The processor 710 comprises a microprocessor, a CPU, a GPU, a TPU, a microcontroller, an ASIC, a FPGA or other type of processing circuitry, as well as portions or combinations of such circuitry elements.
The memory 712 comprises random access memory (RAM), read-only memory (ROM) or other types of memory, in any combination. The memory 712 and other memories disclosed herein should be viewed as illustrative examples of what are more generally referred to as “processor-readable storage media” storing executable program code of one or more software programs.
Articles of manufacture comprising such processor-readable storage media are considered illustrative embodiments. A given such article of manufacture comprises, for example, a storage array, a storage disk or an integrated circuit containing RAM, ROM or other electronic memory, or any of a wide variety of other types of computer program products. The term “article of manufacture” as used herein should be understood to exclude transitory, propagating signals. Numerous other types of computer program products comprising processor-readable storage media can be used.
Also included in the processing device 702-1 is network interface circuitry 714, which is used to interface the processing device with the network 704 and other system components, and may comprise conventional transceivers.
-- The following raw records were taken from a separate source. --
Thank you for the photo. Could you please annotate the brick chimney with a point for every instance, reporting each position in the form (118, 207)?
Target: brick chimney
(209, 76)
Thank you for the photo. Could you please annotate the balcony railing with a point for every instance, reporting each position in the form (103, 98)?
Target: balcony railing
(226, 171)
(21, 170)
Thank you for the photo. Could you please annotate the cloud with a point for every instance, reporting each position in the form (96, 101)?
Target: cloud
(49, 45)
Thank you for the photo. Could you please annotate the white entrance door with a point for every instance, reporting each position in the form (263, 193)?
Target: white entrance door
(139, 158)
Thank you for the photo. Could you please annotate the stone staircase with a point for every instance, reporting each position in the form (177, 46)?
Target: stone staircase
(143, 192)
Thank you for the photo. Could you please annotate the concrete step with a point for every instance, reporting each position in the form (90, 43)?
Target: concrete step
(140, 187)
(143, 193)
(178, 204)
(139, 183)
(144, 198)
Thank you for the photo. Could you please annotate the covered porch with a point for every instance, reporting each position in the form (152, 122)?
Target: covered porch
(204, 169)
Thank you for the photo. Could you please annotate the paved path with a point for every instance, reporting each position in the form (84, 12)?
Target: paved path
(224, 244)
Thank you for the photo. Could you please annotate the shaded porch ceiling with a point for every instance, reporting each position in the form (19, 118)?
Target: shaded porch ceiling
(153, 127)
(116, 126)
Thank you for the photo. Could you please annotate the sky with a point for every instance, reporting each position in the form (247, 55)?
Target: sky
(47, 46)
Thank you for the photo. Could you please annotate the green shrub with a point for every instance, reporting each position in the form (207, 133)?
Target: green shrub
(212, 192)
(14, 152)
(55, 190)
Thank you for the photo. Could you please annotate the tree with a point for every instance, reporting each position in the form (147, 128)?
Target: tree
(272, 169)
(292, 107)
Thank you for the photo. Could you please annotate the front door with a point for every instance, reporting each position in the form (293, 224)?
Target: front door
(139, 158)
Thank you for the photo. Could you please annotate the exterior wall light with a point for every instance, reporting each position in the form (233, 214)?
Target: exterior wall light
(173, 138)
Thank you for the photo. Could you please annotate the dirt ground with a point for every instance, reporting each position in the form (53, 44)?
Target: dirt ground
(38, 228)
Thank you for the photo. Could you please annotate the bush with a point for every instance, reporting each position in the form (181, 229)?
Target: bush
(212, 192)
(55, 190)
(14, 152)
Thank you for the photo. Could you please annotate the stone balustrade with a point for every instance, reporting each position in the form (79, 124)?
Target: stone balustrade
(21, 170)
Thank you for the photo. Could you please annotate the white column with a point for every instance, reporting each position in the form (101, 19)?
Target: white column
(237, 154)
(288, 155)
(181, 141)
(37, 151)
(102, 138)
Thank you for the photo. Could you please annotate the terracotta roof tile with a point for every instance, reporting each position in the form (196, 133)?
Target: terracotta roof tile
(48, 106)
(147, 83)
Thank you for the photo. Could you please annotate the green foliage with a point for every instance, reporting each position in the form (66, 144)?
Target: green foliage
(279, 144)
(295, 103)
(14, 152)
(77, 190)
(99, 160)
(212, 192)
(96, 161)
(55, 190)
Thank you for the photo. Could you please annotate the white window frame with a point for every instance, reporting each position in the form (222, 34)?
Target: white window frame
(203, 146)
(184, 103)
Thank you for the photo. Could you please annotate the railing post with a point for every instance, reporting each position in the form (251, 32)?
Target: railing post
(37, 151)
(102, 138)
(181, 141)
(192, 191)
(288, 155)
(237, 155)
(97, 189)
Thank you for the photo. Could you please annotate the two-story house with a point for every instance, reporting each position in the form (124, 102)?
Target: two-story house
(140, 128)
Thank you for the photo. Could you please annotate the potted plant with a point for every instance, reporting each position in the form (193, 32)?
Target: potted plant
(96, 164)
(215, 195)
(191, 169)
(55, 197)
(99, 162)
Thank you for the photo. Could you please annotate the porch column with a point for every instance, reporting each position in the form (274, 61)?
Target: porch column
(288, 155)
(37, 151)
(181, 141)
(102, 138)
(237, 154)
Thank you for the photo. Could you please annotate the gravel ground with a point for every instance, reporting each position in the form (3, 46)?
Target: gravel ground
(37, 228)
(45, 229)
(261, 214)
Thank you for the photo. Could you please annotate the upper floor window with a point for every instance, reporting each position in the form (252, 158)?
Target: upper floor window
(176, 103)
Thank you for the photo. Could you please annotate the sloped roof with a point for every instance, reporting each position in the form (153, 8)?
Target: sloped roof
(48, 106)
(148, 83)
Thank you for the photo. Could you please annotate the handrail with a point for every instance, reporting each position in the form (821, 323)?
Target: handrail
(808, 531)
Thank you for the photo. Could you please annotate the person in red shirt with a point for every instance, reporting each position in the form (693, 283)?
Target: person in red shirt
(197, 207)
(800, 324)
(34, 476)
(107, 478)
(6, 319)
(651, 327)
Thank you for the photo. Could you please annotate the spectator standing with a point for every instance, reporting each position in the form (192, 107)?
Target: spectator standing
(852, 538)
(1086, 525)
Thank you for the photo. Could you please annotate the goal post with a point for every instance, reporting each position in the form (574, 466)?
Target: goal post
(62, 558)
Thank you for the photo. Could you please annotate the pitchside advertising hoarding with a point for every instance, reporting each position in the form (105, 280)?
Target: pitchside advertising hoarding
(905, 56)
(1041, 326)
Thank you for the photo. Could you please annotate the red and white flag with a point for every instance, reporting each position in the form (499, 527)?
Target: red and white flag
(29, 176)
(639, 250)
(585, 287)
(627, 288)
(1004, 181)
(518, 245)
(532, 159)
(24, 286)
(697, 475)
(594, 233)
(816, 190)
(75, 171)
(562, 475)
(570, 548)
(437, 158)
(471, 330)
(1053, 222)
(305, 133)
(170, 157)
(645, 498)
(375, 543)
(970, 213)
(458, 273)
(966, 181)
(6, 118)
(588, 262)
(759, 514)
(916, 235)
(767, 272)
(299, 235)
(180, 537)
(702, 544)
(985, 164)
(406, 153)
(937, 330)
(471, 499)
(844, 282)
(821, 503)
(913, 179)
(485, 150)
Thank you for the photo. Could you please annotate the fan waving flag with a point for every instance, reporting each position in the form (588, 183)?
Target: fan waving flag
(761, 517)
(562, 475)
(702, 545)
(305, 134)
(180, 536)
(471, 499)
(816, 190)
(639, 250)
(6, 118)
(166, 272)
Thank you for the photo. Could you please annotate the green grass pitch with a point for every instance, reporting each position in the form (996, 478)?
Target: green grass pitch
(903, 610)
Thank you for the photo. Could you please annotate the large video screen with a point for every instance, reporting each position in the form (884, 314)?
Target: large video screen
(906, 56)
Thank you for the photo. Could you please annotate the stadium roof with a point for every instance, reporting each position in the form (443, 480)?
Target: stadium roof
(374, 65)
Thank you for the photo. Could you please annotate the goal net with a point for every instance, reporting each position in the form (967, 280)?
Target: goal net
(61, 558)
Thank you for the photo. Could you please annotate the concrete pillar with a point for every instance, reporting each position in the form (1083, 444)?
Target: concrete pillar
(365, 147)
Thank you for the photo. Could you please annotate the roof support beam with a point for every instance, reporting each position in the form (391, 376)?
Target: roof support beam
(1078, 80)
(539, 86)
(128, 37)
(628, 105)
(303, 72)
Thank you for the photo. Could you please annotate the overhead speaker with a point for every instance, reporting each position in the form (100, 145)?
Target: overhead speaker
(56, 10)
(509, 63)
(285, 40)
The other processing devices 702 of the processing platform 700 are assumed to be configured in a manner similar to that shown for processing device 702-1 in the figure.
Again, the particular processing platform 700 shown in the figure is presented by way of example only, and system 100 may include additional or alternative processing platforms, as well as numerous distinct processing platforms in any combination, with each such platform comprising one or more computers, servers, storage devices or other processing devices.
For example, other processing platforms used to implement illustrative embodiments can comprise different types of virtualization infrastructure, in place of or in addition to virtualization infrastructure comprising virtual machines. Such virtualization infrastructure illustratively includes container-based virtualization infrastructure configured to provide Docker containers or other types of LXCs.
As another example, portions of a given processing platform in some embodiments can comprise converged infrastructure.
It should therefore be understood that in other embodiments different arrangements of additional or alternative elements may be used. At least a subset of these elements may be collectively implemented on a common processing platform, or each such element may be implemented on a separate processing platform.
Also, numerous other arrangements of computers, servers, storage products or devices, or other components are possible in the information processing system 100. Such components can communicate with other elements of the information processing system 100 over any type of network or other communication media.
For example, particular types of storage products that can be used in implementing a given storage system of an information processing system in an illustrative embodiment include all-flash and hybrid flash storage arrays, scale-out all-flash storage arrays, scale-out NAS clusters, or other types of storage arrays. Combinations of multiple ones of these and other storage products can also be used in implementing a given storage system in an illustrative embodiment.
It should again be emphasized that the above-described embodiments are presented for purposes of illustration only. Many variations and other alternative embodiments may be used. Also, the particular configurations of system and device elements and associated processing operations illustratively shown in the drawings can be varied in other embodiments. Thus, for example, the particular types of processing devices, modules, systems and resources deployed in a given embodiment and their respective configurations may be varied. Moreover, the various assumptions made above in the course of describing the illustrative embodiments should also be viewed as exemplary rather than as requirements or limitations of the disclosure. Numerous other alternative embodiments within the scope of the appended claims will be readily apparent to those skilled in the art.